ARGENTINA (Redacción Voces Críticas) El clima en los pasillos de la Casa Rosada es de máxima tensión. La fecha del 29 de abril ya no es vista como una simple formalidad institucional, sino como el día D para la supervivencia política de Manuel Adorni. El jefe de Gabinete llegará al Congreso para brindar su informe de gestión, pero el foco no estará en los números, sino en su defensa ante las causas judiciales por enriquecimiento ilícito y sus cuestionados viajes que sacuden al oficialismo.

Bajo la batuta comunicacional de Karina Milei y Santiago Caputo, el Gobierno ha decidido que la mejor defensa es un buen ataque. La orden es clara: Adorni no irá a dar explicaciones técnicas, sino a cuestionar la «autoridad moral» de los legisladores que lo interpelen.
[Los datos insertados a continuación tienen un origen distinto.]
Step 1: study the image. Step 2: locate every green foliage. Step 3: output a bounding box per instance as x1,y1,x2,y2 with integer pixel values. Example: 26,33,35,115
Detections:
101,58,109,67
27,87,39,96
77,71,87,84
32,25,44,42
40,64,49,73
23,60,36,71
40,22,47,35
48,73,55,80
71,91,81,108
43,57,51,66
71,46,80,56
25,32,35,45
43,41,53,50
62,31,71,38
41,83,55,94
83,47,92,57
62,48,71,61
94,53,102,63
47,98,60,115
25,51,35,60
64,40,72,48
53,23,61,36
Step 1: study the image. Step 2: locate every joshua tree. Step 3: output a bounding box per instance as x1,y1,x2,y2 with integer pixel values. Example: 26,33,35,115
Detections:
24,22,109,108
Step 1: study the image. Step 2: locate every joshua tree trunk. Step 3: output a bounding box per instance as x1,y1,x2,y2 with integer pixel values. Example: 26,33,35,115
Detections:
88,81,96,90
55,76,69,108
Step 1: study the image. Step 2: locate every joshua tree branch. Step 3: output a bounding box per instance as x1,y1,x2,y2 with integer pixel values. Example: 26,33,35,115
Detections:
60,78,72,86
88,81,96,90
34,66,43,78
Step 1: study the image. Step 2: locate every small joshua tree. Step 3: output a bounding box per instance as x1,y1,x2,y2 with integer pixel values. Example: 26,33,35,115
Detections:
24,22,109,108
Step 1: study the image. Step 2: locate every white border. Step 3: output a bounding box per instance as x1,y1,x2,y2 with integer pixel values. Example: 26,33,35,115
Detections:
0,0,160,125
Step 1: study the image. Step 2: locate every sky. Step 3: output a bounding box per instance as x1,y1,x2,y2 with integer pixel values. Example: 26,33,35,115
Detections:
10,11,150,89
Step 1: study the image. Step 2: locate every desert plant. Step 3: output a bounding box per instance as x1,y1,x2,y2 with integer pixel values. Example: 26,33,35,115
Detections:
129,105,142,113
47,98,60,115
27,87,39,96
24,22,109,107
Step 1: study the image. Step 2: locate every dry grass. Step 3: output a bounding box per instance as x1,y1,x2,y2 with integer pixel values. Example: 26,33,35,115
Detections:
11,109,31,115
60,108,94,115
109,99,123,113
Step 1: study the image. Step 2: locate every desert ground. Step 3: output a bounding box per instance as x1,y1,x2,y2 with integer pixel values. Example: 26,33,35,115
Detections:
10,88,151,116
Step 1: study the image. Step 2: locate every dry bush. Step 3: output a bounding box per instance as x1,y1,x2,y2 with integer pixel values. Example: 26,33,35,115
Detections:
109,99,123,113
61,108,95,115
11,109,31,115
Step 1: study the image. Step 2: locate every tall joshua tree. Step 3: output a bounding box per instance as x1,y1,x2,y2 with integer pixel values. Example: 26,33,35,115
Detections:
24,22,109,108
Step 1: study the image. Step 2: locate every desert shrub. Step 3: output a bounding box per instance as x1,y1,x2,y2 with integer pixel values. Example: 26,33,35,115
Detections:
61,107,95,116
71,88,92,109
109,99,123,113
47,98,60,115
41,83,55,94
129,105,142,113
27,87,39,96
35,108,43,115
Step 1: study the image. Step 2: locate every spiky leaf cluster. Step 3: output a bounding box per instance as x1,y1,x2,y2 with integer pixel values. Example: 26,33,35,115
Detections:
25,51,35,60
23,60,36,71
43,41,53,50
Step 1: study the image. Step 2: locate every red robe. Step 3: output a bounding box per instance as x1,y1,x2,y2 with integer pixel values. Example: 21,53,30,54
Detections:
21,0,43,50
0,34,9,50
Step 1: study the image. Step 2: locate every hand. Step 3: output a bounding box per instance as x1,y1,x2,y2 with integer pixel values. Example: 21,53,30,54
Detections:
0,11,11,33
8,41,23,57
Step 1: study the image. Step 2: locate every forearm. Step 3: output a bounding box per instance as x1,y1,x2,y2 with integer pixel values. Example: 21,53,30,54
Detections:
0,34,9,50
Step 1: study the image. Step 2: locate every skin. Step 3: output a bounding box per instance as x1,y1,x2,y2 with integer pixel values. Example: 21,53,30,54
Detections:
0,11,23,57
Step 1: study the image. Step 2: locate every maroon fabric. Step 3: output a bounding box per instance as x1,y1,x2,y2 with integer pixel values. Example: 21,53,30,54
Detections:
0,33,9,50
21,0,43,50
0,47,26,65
En el entorno del funcionario aseguran que tienen preparados «carpetazos» contra figuras de la oposición que planean acorralarlo. «Queremos dejar en claro que quienes acusan no tienen palabra para hacerlo», deslizan desde el riñón oficialista. Sin embargo, esta táctica de «tierra arrasada» genera ruidos internos. Un sector del Gabinete teme que elevar la confrontación termine instalando la idea de que «están todos sucios», perjudicando la imagen de transparencia que intenta pregonar el presidente Javier Milei.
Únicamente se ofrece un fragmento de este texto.